Guide content supports the teaching and research goals of multiple departments on campus. Content represents a non-exhaustive selection of essential resources and tools for engaging a wide range of backgrounds and viewpoints

I can't find the citations that ChatGPT gave me. What should I do?

ChatGPT and other AI resources can make make up citations that don't exist.

ChatGPT might give you articles by an author that usually writes about your topic, or even identify a journal that published on your topic, but the title, pages numbers, and dates are completely fictional. This is because ChatGPT is not connected to web search, so has no way of identifying actual sources.
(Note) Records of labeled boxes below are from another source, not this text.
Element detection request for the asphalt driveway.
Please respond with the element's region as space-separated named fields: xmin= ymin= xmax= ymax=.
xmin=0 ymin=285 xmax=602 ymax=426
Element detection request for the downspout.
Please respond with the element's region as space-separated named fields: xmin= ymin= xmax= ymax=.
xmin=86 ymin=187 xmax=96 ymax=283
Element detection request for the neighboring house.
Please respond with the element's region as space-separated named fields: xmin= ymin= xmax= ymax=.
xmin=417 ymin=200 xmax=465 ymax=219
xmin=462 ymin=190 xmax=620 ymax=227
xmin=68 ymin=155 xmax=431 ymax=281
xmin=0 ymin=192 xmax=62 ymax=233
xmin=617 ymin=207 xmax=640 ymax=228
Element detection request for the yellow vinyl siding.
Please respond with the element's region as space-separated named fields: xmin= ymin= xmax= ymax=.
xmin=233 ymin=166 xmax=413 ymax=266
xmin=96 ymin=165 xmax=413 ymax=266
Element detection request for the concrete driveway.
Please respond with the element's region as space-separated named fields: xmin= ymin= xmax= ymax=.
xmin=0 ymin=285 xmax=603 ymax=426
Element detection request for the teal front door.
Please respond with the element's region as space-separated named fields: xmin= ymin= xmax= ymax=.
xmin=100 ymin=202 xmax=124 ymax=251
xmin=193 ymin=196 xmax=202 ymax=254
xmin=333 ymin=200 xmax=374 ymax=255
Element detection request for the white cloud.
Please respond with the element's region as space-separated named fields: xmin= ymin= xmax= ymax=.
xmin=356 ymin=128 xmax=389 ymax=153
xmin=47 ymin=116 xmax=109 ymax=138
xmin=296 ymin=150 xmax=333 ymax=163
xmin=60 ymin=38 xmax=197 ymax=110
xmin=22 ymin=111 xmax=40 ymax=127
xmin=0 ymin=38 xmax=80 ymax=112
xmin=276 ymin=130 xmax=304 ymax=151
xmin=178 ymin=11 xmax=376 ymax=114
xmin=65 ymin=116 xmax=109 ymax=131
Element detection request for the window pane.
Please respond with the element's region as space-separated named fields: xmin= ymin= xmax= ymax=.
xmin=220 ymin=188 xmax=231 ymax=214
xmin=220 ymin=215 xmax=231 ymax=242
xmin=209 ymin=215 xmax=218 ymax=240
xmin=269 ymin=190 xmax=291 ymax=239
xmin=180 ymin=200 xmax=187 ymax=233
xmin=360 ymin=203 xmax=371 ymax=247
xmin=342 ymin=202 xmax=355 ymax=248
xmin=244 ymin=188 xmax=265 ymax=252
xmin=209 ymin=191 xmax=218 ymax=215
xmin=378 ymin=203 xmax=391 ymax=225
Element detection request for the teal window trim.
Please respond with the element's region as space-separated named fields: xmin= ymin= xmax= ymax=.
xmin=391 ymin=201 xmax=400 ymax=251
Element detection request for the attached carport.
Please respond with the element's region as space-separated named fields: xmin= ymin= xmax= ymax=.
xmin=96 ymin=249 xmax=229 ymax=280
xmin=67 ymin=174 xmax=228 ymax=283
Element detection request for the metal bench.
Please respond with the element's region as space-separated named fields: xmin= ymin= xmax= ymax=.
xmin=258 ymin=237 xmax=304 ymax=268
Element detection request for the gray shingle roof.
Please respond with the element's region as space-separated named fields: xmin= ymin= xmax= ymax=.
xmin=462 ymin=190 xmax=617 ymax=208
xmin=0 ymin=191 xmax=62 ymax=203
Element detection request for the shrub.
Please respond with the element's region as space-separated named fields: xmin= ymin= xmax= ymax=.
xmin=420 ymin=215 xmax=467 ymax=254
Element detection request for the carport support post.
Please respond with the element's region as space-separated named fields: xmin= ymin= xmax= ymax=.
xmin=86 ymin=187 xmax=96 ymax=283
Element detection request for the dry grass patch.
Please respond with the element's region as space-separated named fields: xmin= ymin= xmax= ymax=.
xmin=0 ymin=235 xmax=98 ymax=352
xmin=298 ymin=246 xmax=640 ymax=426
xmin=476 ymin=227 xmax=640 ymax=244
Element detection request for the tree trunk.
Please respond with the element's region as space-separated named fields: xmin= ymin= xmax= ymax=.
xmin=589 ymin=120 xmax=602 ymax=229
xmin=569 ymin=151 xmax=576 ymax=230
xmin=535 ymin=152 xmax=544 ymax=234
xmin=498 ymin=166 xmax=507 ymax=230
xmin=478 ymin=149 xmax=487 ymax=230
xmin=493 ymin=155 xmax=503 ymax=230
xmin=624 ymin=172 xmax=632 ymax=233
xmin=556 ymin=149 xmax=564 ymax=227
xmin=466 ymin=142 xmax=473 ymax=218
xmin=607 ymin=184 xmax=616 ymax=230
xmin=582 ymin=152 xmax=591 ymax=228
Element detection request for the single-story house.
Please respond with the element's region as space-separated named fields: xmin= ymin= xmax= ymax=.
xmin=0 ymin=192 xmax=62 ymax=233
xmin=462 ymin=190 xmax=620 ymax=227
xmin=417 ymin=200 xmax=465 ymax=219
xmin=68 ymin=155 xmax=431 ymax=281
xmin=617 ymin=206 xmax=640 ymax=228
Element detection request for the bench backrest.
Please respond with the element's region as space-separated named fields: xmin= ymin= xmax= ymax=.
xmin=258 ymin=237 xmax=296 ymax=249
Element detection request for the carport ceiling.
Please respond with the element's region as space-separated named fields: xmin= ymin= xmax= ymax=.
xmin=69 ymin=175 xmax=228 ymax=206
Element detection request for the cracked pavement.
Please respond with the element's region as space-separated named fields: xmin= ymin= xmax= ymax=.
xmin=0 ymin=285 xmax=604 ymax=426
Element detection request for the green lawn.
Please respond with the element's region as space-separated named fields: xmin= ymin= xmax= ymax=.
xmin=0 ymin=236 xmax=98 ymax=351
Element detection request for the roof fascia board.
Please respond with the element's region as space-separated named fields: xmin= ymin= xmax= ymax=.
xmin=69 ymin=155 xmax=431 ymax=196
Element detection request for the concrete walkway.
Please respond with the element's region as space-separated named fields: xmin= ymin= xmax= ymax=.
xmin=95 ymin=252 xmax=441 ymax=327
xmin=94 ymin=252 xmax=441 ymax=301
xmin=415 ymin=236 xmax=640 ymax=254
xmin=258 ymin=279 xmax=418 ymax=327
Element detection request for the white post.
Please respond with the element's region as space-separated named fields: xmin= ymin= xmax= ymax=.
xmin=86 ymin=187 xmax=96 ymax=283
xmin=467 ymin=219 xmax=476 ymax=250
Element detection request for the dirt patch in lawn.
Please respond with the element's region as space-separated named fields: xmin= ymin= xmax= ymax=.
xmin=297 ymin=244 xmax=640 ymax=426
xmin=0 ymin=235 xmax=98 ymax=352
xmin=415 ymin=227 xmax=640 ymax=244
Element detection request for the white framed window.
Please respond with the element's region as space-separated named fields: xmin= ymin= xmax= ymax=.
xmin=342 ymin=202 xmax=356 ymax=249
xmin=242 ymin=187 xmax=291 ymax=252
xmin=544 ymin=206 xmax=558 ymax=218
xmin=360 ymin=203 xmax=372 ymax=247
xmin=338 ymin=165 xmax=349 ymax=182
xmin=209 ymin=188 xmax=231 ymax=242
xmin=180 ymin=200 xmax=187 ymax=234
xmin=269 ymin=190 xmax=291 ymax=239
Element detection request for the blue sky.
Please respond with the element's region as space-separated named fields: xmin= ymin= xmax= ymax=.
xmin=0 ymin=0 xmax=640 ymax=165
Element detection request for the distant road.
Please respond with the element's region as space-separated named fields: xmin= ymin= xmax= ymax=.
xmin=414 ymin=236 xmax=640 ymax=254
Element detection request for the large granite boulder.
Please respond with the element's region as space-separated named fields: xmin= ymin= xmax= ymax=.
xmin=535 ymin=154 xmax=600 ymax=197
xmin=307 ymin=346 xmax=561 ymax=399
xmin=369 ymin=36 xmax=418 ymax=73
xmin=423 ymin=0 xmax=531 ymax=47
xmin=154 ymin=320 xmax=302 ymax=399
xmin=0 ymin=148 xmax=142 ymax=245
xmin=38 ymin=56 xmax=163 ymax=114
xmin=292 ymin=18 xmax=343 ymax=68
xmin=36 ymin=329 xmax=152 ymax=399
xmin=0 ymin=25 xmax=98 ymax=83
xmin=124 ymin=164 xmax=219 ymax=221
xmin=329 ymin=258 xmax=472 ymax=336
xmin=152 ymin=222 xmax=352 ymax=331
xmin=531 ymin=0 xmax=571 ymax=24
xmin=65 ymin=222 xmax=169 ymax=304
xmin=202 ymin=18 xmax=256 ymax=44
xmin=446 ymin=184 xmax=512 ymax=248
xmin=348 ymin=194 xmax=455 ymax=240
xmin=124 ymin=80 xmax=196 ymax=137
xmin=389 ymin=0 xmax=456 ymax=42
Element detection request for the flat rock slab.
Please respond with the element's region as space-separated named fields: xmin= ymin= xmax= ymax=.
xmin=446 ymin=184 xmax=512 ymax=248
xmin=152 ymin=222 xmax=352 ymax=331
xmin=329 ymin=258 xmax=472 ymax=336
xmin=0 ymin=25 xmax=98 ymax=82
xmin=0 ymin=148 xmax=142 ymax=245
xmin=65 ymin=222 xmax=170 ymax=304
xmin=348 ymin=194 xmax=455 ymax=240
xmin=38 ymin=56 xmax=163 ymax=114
You can try to see if any are valid by searching in Library Search on our home page or in Google Scholar, but chances are the sources do not exist.

It's better to use ChatGPT for tasks like these:

  • Brainstorming and getting creatively unstuck
  • Editing and constructive criticism of your writing
  • Explaining concepts at multiple difficulty levels
  • Summarizing long texts
  • other writing and text-related tasks.

It's not designed to be a search engine. Use InfoHawk+ Google Scholar, or databases for your discipline instead.

Another option for searching the web is Perplexity AI. It combines a language model with a search engine and provides links to its sources, so you can fact-check. It doesn't include all the scholarly resources you would find in InfoHawk+ or Google Scholar, but it can be a complementary tool for finding web search results with natural language.